Майлс отменил ленч в самую последнюю минуту.

– Ужасно сожалею, что приходится сделать это, – извинился он, позвонив Кристине в пятницу утром, – но я не смогу встретиться с вами сегодня в назначенное время. Возникли кое-какие проблемы. Простите меня, Кристина. Может быть, перенесем встречу на другой раз?

– О! – только и сказала Кристина, сжав телефонную трубку. Она сидела за своим рабочим столом в студии на Брутон-стрит.

– Послушайте, у меня есть гораздо лучшая идея! – воскликнул Майлс, как будто эта идея пришла ему в голову только что. – Почему бы нам не поужинать на следующей неделе? Глядя на свой календарь, я вижу, что с ленчем у нас ничего не выйдет. Как насчет ужина во вторник вечером?

– Я бы не против, но, увы, не смогу, – ответила Кристина с искренним сожалением. – Уезжаю в Париж в понедельник.

В смехе Майлса прозвучало недоверие.

– Париж в июле? Вы обнаружите, что все горожане оттуда сбежали. Там не будет никого, кроме американских туристов.

– Я еду по делу, – мягко объяснила Кристина, чувствуя такое разочарование из-за отмененного ленча, что сдавило горло.

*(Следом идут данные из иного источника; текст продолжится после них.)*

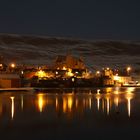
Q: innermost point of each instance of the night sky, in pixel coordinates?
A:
(90, 19)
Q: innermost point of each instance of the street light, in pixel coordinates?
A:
(128, 70)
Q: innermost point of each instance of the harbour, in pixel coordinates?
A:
(83, 113)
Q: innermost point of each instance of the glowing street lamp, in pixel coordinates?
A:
(128, 70)
(13, 65)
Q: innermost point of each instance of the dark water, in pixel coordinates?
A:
(112, 113)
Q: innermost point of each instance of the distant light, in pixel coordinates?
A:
(12, 65)
(64, 68)
(108, 68)
(72, 79)
(22, 72)
(97, 72)
(41, 74)
(128, 68)
(98, 91)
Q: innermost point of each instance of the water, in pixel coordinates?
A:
(109, 113)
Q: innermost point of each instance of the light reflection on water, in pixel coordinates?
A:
(107, 101)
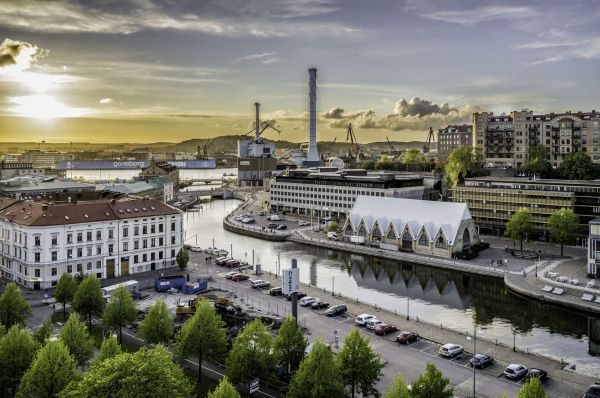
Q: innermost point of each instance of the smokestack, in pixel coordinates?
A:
(257, 134)
(313, 154)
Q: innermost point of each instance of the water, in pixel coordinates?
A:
(451, 298)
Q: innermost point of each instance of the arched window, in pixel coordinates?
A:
(440, 243)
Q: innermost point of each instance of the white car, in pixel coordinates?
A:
(306, 301)
(362, 319)
(451, 350)
(373, 323)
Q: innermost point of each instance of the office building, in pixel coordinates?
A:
(420, 226)
(505, 140)
(493, 201)
(41, 240)
(453, 137)
(332, 192)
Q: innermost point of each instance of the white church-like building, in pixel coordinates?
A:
(420, 226)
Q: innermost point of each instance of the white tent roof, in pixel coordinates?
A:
(417, 214)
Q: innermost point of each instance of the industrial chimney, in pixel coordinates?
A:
(313, 154)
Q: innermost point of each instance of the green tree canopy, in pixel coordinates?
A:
(157, 326)
(532, 389)
(224, 390)
(520, 225)
(318, 375)
(43, 332)
(120, 310)
(14, 309)
(65, 290)
(564, 226)
(17, 351)
(203, 335)
(110, 348)
(432, 383)
(398, 389)
(148, 373)
(88, 298)
(577, 166)
(76, 338)
(51, 371)
(183, 257)
(290, 345)
(251, 356)
(359, 364)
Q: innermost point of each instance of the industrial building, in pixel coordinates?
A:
(420, 226)
(331, 192)
(505, 140)
(41, 240)
(493, 201)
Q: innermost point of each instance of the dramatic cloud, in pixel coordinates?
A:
(17, 55)
(415, 115)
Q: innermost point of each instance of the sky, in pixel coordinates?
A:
(170, 70)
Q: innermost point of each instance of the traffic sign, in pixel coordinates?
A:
(290, 280)
(254, 386)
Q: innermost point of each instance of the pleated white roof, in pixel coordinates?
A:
(416, 214)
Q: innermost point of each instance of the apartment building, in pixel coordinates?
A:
(505, 139)
(39, 241)
(453, 137)
(332, 192)
(493, 201)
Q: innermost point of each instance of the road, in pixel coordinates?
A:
(408, 360)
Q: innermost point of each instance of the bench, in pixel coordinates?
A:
(587, 297)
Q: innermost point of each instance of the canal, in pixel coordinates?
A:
(455, 299)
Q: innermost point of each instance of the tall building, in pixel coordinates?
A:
(493, 201)
(453, 137)
(39, 241)
(505, 139)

– Бизнес или удовольствие, Париж всегда остается моим любимым городом. Когда вы рассчитываете вернуться?

– Дней через десять.

– Я позвоню, скажем, через две недели? Вас это устроит, Кристина?

– Чудесно, Майлс.

Повесив трубку, она долгое время сидела, уставившись на телефон. Ее встревожило, что он пробудил в ней такие бурные чувства.

44

Хотя Кристина больше не писала пейзажей, окружающий мир представлялся ей сочетанием различных оттенков света. Всю первую неделю в Париже ей казалось, что каждый день лучезарен. Выходя из отеля "Ритц", где она остановилась, чтобы отправиться на ту или иную встречу, она не уставала дивиться сияющему небу, подобному шатру из бледно-голубого шелка, раскинувшемуся над самым красивым городом земли.

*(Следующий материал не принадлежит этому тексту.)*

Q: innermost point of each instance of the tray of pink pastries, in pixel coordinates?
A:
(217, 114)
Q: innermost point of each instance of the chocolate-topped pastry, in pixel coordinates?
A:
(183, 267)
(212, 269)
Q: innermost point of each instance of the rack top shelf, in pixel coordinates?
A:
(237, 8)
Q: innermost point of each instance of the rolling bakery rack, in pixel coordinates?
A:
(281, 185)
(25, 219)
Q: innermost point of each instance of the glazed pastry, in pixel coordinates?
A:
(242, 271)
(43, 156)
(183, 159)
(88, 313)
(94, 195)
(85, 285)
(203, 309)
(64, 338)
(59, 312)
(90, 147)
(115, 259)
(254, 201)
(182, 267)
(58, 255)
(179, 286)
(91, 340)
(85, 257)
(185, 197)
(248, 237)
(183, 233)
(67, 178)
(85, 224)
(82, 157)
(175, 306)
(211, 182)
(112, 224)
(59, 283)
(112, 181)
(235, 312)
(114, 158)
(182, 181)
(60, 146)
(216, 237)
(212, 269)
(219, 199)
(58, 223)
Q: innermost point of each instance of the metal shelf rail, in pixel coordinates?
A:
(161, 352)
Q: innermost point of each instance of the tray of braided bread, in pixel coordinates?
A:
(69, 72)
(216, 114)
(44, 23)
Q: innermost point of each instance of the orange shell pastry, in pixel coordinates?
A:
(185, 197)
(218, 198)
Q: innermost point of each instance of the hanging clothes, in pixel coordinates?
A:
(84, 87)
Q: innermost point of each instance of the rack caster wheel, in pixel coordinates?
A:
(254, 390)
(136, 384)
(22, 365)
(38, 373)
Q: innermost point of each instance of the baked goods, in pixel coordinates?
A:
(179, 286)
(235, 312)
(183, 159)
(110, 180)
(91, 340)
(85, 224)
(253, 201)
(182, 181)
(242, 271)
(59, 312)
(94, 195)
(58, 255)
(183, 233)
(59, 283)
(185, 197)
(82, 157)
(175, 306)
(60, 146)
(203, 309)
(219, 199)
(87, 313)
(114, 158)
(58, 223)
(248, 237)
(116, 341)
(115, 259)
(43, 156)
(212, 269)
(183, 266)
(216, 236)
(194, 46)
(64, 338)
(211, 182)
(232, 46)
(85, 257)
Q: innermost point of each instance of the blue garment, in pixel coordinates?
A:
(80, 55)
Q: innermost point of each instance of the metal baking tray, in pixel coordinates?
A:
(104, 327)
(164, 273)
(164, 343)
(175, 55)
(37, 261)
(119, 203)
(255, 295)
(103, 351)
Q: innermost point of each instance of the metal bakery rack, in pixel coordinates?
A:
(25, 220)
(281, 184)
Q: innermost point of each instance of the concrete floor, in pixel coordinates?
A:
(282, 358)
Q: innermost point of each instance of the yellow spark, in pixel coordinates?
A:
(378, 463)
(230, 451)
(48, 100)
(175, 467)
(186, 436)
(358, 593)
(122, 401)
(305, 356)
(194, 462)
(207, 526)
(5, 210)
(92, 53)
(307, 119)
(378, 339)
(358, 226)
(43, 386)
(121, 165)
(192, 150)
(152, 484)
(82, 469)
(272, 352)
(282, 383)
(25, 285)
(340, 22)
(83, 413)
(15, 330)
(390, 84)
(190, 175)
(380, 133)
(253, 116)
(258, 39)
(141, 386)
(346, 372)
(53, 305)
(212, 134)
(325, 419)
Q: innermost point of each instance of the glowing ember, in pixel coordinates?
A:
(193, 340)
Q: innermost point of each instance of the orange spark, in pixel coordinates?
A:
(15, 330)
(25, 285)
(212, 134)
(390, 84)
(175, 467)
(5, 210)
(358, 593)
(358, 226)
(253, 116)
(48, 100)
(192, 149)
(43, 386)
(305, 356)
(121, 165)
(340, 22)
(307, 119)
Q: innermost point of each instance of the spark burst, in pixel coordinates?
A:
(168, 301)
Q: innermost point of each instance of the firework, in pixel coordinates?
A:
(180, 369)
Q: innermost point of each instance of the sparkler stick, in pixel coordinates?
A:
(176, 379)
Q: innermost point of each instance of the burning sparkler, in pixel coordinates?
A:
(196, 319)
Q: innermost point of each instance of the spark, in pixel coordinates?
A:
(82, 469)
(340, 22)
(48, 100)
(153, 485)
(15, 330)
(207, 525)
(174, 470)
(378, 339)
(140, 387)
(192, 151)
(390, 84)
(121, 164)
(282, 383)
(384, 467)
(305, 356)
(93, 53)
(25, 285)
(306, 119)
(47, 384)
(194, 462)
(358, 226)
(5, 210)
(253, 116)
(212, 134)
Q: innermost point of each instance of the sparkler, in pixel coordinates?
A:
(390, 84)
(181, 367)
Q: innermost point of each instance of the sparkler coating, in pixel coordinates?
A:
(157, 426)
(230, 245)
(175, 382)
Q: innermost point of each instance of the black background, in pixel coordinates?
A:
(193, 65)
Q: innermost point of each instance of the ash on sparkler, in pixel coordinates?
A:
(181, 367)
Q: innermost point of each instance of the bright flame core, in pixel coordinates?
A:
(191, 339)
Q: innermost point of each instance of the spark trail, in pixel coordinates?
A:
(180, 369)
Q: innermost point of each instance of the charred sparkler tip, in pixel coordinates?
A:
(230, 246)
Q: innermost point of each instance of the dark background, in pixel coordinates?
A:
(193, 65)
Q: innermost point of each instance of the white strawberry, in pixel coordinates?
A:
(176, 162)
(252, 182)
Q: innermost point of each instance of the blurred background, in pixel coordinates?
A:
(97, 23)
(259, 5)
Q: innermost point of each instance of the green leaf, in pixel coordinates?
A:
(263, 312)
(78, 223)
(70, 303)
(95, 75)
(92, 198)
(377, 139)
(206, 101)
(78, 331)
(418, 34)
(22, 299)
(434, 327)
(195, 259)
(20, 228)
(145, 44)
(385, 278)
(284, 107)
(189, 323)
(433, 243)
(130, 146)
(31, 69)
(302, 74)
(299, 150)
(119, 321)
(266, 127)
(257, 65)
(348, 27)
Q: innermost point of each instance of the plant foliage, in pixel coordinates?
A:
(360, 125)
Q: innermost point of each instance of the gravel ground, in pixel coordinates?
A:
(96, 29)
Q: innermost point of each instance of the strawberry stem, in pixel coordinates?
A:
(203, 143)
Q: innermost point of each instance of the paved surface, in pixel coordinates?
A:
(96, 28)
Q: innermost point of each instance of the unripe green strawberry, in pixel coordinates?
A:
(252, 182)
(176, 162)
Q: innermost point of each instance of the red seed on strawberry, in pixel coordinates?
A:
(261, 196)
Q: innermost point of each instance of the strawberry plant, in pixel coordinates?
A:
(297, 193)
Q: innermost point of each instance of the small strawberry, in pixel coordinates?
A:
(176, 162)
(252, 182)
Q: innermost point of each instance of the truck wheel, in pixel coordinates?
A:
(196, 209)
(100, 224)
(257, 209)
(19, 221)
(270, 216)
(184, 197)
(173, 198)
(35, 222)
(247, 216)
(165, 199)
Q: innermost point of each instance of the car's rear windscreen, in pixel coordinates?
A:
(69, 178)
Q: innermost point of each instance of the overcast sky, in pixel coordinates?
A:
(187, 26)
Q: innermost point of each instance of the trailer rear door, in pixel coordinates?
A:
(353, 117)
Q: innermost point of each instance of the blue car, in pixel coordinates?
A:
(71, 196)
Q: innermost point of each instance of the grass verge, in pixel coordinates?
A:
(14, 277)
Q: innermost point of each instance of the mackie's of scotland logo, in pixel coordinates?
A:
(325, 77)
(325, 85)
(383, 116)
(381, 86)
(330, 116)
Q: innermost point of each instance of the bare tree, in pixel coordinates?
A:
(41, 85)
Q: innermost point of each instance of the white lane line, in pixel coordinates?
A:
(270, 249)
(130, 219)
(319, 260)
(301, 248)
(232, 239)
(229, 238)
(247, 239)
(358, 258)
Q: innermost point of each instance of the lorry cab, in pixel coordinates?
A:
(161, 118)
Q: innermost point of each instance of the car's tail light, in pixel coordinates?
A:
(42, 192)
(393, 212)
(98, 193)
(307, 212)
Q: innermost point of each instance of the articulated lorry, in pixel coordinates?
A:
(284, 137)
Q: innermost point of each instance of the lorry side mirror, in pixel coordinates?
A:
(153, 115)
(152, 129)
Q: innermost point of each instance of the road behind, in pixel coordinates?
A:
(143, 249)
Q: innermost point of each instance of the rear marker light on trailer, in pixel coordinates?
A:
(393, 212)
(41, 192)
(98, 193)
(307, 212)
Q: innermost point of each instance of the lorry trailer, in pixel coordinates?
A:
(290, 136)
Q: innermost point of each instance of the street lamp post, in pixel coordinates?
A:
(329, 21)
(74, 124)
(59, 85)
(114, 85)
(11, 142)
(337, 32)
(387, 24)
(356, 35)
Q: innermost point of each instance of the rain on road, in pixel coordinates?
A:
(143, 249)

Погода была превосходной – мягкой, солнечной, без той удушливой влажности, которая делала Лондон таким невыносимым. И все же, несмотря на восхищение лучистыми небесами, игрой солнечных бликов Сены, проникающих через пышные зеленые кроны деревьев и отбрасывающих золотой отблеск на широкие бульвары и старинные здания, у Кристины не возникало желания запечатлеть увиденное на холсте.

В памятный день, когда Кристина решила бросить живопись, она дала себе зарок, что не будет тосковать по ней, не станет мучиться раскаянием, и теперь ни о чем не жалела.

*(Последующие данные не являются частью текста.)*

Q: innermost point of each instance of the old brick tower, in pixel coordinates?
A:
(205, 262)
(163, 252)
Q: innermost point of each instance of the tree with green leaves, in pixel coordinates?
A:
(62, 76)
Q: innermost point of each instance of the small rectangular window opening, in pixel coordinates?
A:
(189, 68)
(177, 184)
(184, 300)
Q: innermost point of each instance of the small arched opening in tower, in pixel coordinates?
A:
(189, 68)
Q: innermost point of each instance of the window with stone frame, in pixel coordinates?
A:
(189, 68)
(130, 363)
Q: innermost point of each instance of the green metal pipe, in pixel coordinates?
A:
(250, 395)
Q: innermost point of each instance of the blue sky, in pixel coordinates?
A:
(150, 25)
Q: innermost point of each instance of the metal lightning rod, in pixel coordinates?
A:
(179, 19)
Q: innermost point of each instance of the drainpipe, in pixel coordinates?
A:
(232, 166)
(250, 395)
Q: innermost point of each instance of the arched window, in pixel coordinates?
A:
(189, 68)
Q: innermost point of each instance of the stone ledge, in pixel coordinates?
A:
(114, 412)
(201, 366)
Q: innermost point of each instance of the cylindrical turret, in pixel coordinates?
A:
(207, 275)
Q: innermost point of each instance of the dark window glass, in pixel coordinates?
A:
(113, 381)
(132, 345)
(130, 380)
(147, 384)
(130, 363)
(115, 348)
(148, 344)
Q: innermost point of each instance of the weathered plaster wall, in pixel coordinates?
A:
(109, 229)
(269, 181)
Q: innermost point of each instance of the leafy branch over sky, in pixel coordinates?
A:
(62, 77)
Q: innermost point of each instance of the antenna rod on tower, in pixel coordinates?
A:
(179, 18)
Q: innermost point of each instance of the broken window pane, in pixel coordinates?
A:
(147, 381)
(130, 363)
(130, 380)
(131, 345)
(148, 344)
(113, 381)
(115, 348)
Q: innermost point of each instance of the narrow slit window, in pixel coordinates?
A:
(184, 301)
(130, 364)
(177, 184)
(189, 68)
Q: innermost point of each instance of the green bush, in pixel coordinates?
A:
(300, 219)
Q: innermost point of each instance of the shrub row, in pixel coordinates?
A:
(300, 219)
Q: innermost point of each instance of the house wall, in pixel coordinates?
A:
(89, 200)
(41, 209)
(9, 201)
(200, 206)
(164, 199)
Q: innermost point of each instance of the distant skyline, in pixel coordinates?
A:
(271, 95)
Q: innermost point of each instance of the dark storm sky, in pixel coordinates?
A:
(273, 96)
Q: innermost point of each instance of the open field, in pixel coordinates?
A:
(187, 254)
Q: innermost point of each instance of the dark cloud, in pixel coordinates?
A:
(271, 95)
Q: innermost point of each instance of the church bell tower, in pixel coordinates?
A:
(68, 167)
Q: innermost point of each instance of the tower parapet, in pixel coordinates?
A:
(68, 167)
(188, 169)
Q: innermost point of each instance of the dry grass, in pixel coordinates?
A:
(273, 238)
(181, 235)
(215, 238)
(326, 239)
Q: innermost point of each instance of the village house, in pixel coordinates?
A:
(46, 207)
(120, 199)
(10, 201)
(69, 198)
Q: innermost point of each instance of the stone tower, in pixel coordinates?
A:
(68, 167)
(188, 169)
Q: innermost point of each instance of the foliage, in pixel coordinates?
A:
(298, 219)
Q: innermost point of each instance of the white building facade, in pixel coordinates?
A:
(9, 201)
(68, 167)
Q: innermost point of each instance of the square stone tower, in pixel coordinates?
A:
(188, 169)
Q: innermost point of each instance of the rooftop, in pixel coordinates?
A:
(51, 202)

В некотором отношении она испытывала даже облегчение от того, что ей не нужно бороться за то, чтобы сравняться с прославленными художниками, хотя ее мать всегда считала, что она сумеет это сделать. Но ведь никто не смог бы превзойти Уильяма Тернера, величайшего английского пейзажиста девятнадцатого века, который с таким блеском передавал на холсте все оттенки света. Или Ван Гога, или Ренуара, или Моне.

Кристина действительно получала много радости от своей работы – дизайна модной женской одежды, которая постоянно требовала от нее решения трудных творческих и административных задач.

Вполне естественно, что исключительное признание, которое она получала, доставляло ей огромное удовольствие, а деньги, которые она зарабатывала, не просто приносили удовлетворение, но и открывали перед ней самые широкие перспективы. Она знала, что к концу года сможет отдать долг Далси и Элспет. Но самым важным было то, что ее мать наконец-то оставила работу и согласилась ежемесячно принимать денежный чек. Этому предшествовала настоящая битва, в конце концов Кристина выиграла ее, в немалой степени благодаря отцу, который был на стороне дочери. Он понимал, как много это значит для нее.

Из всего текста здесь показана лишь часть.